On a dark Mumbai night, amongst torrential downpour, streets water logged with knee deep muddy rain water, the Kranti family came back home, drenched to their skin, only to realise that we had locked ourselves out. It was 1 a. m. No, we were not going to get a locksmith anywhere this time of the night. No, we had not left an extra key with anyone else. We looked around helplessly. Our youngest- 8 and 11 years, were sleeping sitting on the staircase, tired and passed out. The others shivering from the cold breeze passing through their soaked clothes.
Robin and I started looking through our phone list. Who could we call at 1 30 a. m.? John Francis Abraham, 3 floors above us opened the door in a sleepy daze. "We can't open our apartment door, John." He thought we meant the door was jammed. So he trundled down 3 flights of stairs and started pushing at our door. "What are you trying to do, John? John?!"

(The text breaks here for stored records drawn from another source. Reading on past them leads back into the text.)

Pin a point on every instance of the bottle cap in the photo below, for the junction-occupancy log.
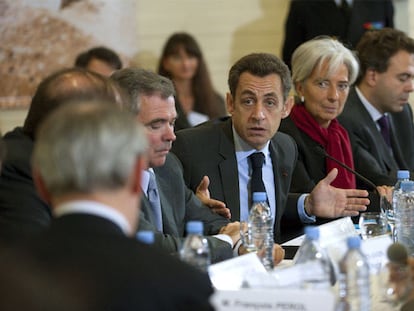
(259, 196)
(403, 174)
(194, 227)
(146, 237)
(353, 242)
(312, 232)
(407, 186)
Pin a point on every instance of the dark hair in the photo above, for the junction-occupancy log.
(376, 47)
(102, 53)
(260, 64)
(68, 85)
(136, 82)
(205, 96)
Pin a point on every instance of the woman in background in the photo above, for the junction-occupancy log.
(196, 100)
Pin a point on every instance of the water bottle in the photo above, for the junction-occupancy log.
(318, 271)
(195, 249)
(354, 277)
(260, 229)
(145, 236)
(404, 216)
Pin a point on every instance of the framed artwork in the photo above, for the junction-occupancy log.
(39, 37)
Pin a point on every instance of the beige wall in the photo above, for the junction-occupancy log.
(225, 29)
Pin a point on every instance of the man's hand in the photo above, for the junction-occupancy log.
(216, 206)
(330, 202)
(232, 230)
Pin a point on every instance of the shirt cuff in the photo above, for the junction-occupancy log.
(303, 216)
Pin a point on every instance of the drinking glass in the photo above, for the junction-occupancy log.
(388, 210)
(372, 224)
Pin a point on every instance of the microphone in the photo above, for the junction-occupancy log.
(397, 253)
(319, 150)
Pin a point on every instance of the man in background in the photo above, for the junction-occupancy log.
(377, 115)
(87, 163)
(346, 20)
(100, 60)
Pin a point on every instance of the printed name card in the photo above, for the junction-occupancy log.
(375, 249)
(273, 299)
(230, 274)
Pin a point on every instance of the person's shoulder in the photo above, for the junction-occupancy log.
(207, 127)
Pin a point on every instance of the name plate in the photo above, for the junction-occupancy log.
(230, 274)
(276, 299)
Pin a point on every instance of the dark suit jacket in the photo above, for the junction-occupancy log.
(310, 167)
(371, 155)
(310, 18)
(209, 150)
(91, 255)
(179, 205)
(22, 212)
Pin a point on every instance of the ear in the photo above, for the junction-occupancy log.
(287, 107)
(141, 164)
(40, 186)
(371, 77)
(229, 103)
(299, 88)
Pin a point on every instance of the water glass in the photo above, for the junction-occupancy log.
(372, 224)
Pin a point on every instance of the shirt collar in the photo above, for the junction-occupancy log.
(145, 179)
(373, 112)
(243, 149)
(93, 208)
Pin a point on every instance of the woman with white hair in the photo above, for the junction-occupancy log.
(322, 71)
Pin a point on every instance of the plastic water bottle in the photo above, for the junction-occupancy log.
(318, 271)
(404, 216)
(195, 249)
(145, 236)
(260, 229)
(354, 277)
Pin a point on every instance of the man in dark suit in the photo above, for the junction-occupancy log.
(382, 91)
(152, 100)
(258, 99)
(345, 19)
(22, 212)
(91, 175)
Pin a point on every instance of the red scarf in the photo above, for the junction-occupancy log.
(334, 139)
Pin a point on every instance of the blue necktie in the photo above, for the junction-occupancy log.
(154, 199)
(256, 181)
(385, 129)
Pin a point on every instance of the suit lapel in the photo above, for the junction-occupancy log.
(166, 209)
(228, 169)
(385, 154)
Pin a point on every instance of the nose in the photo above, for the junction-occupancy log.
(410, 86)
(258, 113)
(333, 93)
(169, 134)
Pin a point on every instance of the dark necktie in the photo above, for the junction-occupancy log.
(385, 129)
(256, 181)
(154, 199)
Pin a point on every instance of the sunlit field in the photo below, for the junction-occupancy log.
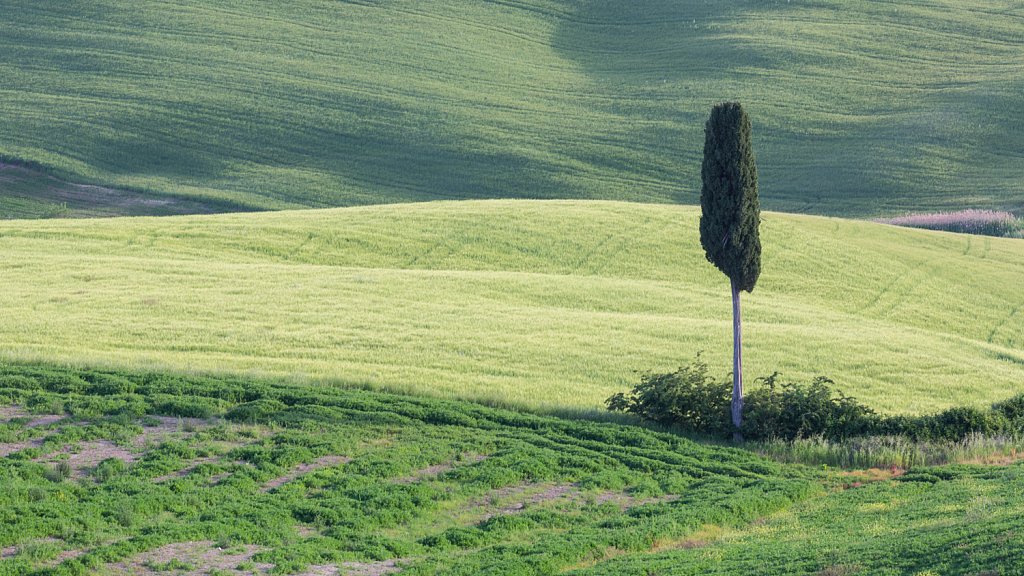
(551, 305)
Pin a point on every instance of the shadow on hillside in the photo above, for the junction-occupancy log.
(815, 140)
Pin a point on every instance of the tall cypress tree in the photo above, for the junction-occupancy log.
(730, 218)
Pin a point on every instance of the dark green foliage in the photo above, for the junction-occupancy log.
(692, 401)
(689, 399)
(730, 208)
(695, 402)
(791, 411)
(953, 423)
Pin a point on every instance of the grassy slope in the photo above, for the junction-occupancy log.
(860, 107)
(547, 304)
(302, 477)
(446, 487)
(966, 523)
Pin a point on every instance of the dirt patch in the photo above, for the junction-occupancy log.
(89, 455)
(201, 558)
(54, 197)
(11, 551)
(437, 469)
(525, 495)
(8, 413)
(187, 469)
(12, 447)
(318, 463)
(167, 427)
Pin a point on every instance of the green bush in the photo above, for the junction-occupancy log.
(695, 402)
(791, 411)
(688, 398)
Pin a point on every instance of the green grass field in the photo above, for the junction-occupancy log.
(860, 108)
(550, 305)
(116, 472)
(27, 193)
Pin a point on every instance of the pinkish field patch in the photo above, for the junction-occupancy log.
(355, 569)
(202, 557)
(318, 463)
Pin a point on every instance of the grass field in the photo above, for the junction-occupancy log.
(551, 305)
(114, 472)
(26, 193)
(860, 108)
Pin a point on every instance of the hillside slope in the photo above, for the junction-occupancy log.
(860, 108)
(549, 304)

"Opening your door," he mumbled, eyes half-shut.
"We've locked ourselves out and you can't break down our door. We need to sleep in your living room."
John gave us more than his living room. He gave us his bedroom, the 2 pairs of clothes he had, his sleeping bag and his only blanket, and went to sleep himself on the cold marble living room floor covered in a towel.
Ronaan Roy, two streets down, our angel dancing on a pin-head, who volunteered teaching our girls 4 hours a day after work. Tonight he sheltered us. Dried the girls heads with his towel, fed them cornflakes and milk, gave them his mattress.
And then, there was Dinesh Mali, two houses down. I walked into his apartment, teeth clattering, soaked through and through, arms folded in front of me to cover my silk top, become see-through in the rain. He opened his cupboard for me, and his sister her kitchen.
At 3 a. m., everyone was dry, clothed, fed and sheltered. In these terrible couple of hours, terrified that the young ones would get pneumonia, that we would have to spend the night wandering the streets, the street dogs barking under dim neon lights- I knew that Mumbai was also filled with good people, ready to give us what's there's. And I know we are going to be ok, tonight, and every night.